Seasonal influences on in vitro bud break in Dendrocalamus hamiltonii Arn. ex Munro nodal explants and effect of culture microenvironment on large scale shoot multiplication and plantlet regeneration

Abstract

A highly efficient and cost effective protocol for rapid in vitro propagation of Dendrocalamus hamiltonii Arn. ex Munro through multiple shoot formation from nodal explants, followed by mass scale production and field evaluation, has been developed after examining the effect of season, media type, carbon source, growth regulators and transplanting media on micropropagation. Early summer (April-June) was the best period for explant collection. Among the different media (B5 , MS, NN and SH) tested, MS was found to be the best for micropropagation.
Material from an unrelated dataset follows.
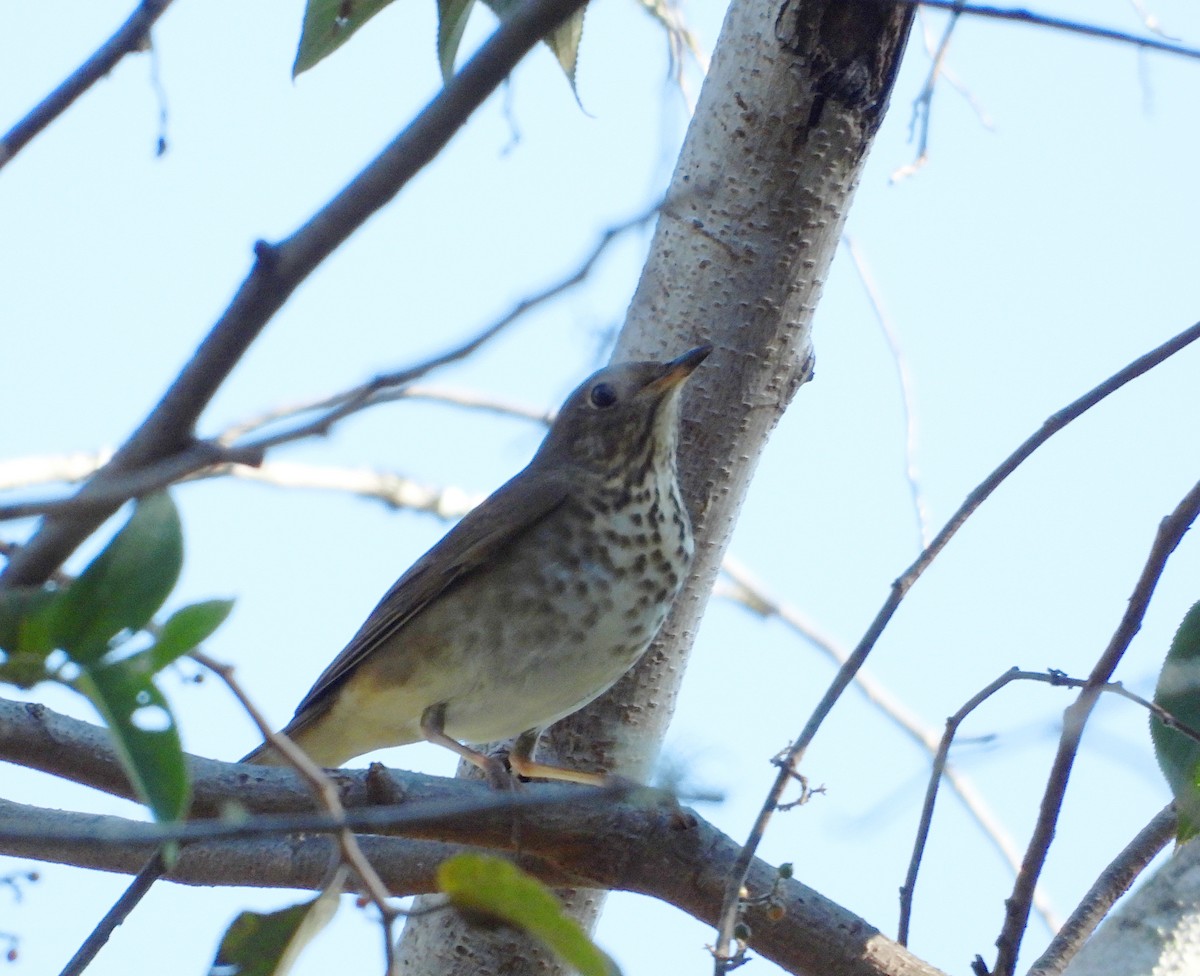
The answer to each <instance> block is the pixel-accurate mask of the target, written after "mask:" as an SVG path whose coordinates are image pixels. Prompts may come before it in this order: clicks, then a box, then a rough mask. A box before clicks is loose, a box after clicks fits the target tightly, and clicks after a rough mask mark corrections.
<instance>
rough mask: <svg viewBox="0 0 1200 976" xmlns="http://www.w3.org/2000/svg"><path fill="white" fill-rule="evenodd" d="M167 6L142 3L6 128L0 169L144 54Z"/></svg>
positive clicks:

A multiplication rate of about 5.6-folds with healthy cultures was achieved by the 3rd subculture, when shoots were transferred every 3 weeks to fresh MS medium supplemented with 1.5 μM TDZ and 56.0 μM ascorbic acid. TDZ was found superior to BAP and kinetin for both axillary buds sprouting, as well as, shoot multiplication. Replacement of sucrose with table sugar during shoot multiplication did not affect the multiplication frequency. Optimal rooting of 89% was achieved on half MS medium supplemented with 25.0 μM IBA and 36.0 μM choline chloride. Regenerated plantlets were acclimatized and hardened in green house using dune sand and vermicompost (3:1) with 79.76% success, and successfully transferred to the field with ~85% survival rate. More than 3000 tissue culture raised plantlets have been successfully transferred to approximately 7.5 hectares of land. A cost effective method of clonal propagation of D. hamiltonii with a better field survival rate has been developed.